The land in and around the Macehualli Work Center in northeast Phoenix has been a field of dreams for many years for Salvador Reza, who runs the day-labor center.

He worked to create a place to help men and women find temporary day jobs, but also wanted to develop the land into housing and possibly, a two-story employment and training center.

But now, Reza’s ability to hold on to the site at 16801 N. 25th St. near Bell Road is in jeopardy, he said Monday. Two years ago, Reza’s organization entered into an agreement with Chicanos por la Causa. “Unfortunately, the economic crisis hit and CPLC was not able to fulfill its commitment,” he wrote in a letter to supporters, alerting them to the need for funding.

Edmundo Hidalgo, president and chief executive officer of CPLC, confirmed the situation. “At the time, when we conceptualized the mixed-used project, the residential portion was to provide resources because of some of the shortages on the commercial side. But then the residential portion was no longer viable.”

 

Funding problems

 

“With the downturn of the housing market, we got caught holding the bag,” Reza said. Reza said his group bought the land with a loan. “We cannot afford a $700,000 property and we will have to put it up for . Hopefully, we’ll come up with somebody who is willing to permit the center to continue operating. But no one wants to step up to the plate.”

In the meantime, Reza said his group has been trying to keep up with the interest on the 2.2-acre parcel. “But it’s $60,000 a year and that’s hard.”

He estimates they may have another three months to operate the day-labor center, unless the land is sold.

“The losers will be the Palomino neighborhood, the business alliance and the businesses, really, because they (the day laborers) will go back to the streets,” Reza said.

 

Center timeline

 

• February 2003: Center opens as the first taxpayer-funded day-labor center in the Valley.

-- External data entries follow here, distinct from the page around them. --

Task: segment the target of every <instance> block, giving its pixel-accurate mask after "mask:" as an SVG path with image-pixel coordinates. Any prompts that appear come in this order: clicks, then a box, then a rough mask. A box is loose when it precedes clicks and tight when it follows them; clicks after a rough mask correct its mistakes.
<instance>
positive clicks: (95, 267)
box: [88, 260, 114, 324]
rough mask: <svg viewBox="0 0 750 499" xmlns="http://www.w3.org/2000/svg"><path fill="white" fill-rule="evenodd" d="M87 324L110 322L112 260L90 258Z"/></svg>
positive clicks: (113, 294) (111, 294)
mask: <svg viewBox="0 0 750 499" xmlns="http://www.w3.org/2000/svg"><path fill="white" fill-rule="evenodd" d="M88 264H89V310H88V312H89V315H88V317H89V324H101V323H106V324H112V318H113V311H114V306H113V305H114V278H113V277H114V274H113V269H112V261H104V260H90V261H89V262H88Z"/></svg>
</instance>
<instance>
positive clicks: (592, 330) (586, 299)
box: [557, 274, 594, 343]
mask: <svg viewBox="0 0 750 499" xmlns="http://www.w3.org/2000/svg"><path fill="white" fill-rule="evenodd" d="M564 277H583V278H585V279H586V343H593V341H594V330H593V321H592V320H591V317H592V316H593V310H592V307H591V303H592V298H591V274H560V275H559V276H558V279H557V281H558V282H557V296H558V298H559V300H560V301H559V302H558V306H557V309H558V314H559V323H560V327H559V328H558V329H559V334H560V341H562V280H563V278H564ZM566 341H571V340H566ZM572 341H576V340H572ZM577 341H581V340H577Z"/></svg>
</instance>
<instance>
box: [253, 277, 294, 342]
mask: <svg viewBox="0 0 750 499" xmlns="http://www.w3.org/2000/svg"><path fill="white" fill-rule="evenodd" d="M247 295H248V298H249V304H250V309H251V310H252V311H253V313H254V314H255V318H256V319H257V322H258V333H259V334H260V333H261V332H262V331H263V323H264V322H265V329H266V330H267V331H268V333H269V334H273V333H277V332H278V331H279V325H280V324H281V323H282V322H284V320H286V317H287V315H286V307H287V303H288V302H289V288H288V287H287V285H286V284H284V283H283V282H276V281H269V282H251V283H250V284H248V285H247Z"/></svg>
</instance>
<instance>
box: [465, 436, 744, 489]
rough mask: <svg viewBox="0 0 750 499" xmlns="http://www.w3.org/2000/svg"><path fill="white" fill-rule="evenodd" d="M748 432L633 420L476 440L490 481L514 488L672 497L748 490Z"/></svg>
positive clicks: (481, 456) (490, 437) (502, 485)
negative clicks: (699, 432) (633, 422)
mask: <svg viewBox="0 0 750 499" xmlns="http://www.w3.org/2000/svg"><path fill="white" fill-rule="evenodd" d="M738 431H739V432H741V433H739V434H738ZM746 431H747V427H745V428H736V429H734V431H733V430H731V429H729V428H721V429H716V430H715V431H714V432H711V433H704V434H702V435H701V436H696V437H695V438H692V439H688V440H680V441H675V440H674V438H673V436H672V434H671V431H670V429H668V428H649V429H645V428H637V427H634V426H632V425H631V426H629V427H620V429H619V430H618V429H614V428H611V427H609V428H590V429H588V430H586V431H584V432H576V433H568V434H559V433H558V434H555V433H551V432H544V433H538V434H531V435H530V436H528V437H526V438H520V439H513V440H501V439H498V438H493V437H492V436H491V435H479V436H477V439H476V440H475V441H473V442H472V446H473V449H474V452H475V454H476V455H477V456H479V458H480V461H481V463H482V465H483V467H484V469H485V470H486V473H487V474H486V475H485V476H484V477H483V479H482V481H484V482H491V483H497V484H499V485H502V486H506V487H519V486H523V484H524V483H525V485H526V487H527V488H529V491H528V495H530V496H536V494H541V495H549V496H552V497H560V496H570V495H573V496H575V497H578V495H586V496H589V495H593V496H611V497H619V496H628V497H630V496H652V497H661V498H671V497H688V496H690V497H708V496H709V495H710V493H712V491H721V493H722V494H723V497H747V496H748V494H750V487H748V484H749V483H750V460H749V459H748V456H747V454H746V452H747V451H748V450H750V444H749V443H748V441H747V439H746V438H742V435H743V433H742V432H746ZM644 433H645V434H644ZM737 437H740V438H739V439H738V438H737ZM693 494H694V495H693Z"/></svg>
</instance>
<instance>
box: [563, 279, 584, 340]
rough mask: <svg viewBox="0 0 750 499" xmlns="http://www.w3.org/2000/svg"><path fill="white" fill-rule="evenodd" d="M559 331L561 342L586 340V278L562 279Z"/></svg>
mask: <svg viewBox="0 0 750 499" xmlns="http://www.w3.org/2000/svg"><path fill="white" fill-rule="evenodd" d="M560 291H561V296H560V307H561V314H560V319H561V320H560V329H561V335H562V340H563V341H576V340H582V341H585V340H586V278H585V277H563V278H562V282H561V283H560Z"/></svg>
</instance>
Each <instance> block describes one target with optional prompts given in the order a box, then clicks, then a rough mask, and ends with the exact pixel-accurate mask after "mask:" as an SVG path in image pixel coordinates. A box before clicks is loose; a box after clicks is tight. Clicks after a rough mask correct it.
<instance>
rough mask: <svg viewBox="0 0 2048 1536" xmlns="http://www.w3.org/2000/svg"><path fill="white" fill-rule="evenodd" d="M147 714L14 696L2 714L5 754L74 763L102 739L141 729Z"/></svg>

• June 2003: Opponents of the center launch what will be a failed recall campaign against Councilwoman Peggy Neely. She was blamed for bringing the center into the neighborhood.

• June 2004: Phoenix officials confirm the city will not back the center financially.

• May 2005: Gov. Janet Napolitano signs House Bill 2592, a Republican-backed bill that bans local governments from spending taxpayer money on day-labor centers.

• June 2006: Three of the four non-profits that fund the center confirm they are withdrawing financial support.